Science and Western medicine have customarily focused on the pursuit of reason and rationality in the never-ending quest to cure diseases and prevent illness. In fact, anything less than complete, value-free objectivity and neutrality is considered antithetical to the goals of medicine and pure science. For the most part, this objective remains the gold standard for medical practice, medical research, and medical care delivery. Consequently, consumers' subjective experiences of illness and use of services has been largely ignored.
Recently the principles of reason and rationality have begun to pervade all of the human services, and the behavioral health field in particular. The principles and goals of managed behavioral health care mirror the aims of reason and rationality in traditional medicine and science. Clearly, without some preparation and planning, the system would produce utter chaos. But is the relentless pursuit of complete objectivity guided strictly by reason and rationality appropriate for the rapidly changing, postmodern world of health and human service delivery? Even if the answer is an unequivocal yes, some skepticism and criticism are still warranted. For that reason alone, this book is a breath of fresh air.
The book is a provocative collection of scholarly articles examining the current state of a health and human service delivery system steeped in the principles of reason and rationality. It is timely and relevant, especially as managed care continues to exert force within and outside the behavioral health care system. The editors and contributors are experts in the fields of medical sociology, social science epistemology, social policy, epidemiology, and human service delivery.
Throughout the book's comprehensive introduction and seven chapters, the authors attempt to critically assess the forceful role of reason and rationality in such areas as management information systems, epidemiology, health care delivery, health care decision making, and health policy. Although a specific audience for the book is not identified, it would be appropriate supplemental reading for students and professionals interested in the epistemology of health and human service delivery, primary care medicine, human services management, epidemiology, public health, gerontology, managed care, health policy, and behavioral health care.
Readers of Psychiatric Services will find the book relevant to direct practice, program design and evaluation, policy formulation and analysis, and especially consumer empowerment. For many consumers and their families, empowerment is empty rhetoric. The authors hope to change that dynamic by uncovering a health and human service delivery system that largely ignores the complex social lives and cultural context of its clients.

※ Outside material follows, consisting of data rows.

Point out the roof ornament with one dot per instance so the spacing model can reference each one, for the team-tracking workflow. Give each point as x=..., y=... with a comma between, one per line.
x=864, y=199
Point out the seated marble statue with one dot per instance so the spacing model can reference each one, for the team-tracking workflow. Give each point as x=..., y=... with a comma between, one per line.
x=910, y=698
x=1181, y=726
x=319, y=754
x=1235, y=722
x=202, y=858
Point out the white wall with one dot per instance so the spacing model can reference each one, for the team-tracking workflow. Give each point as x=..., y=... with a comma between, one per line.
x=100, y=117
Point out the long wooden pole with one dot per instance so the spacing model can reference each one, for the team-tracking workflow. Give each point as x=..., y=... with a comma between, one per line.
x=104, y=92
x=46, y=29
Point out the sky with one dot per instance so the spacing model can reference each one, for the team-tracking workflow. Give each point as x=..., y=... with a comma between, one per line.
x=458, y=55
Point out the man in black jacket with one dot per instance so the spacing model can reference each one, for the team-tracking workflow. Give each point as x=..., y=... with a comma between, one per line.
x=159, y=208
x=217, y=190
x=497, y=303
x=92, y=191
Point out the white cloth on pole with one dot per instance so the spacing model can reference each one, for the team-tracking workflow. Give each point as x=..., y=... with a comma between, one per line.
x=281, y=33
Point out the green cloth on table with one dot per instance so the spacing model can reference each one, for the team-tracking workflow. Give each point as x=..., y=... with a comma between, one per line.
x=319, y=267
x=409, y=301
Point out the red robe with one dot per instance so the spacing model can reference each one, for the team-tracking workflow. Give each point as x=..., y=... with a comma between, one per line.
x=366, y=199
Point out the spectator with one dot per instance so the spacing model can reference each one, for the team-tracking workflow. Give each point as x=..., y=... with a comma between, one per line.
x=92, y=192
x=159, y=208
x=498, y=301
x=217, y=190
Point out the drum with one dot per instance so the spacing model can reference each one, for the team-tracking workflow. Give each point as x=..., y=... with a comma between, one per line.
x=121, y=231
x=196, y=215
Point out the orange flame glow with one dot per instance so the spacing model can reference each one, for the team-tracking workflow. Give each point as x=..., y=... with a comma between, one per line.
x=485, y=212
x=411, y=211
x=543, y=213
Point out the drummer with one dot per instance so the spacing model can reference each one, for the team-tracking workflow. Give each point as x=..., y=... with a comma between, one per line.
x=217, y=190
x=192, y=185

Although the contributors do not entirely discount the need for reason and rationality, they recommend a good-faith attempt to acknowledge and account for the life-world of citizens and consumers. For some social workers and psychiatrists, their plea will be familiar. But for others in the field, the authors' perspective will be new, bold, and compelling. One hopes that the authors' views and recommendations will be disseminated and will help modify the current service delivery system. Only then will the editors' true, albeit implicit, objectives be met.
In the end, if reason and rationality are so superior to subjective interpretations of health and human service practice and policy, why are 43 million people uninsured? Why are more women and children expected to become impoverished under current federal and state welfare reform laws? And why does the U.S. government spend more money on interdiction against illicit drugs than on funding for substance abuse treatment programs? Politics aside, these questions might not have to be asked if policy makers and program planners consulted the life-world of citizens before developing one-size-fits-all social policies couched in criteria based solely on reason and rationality.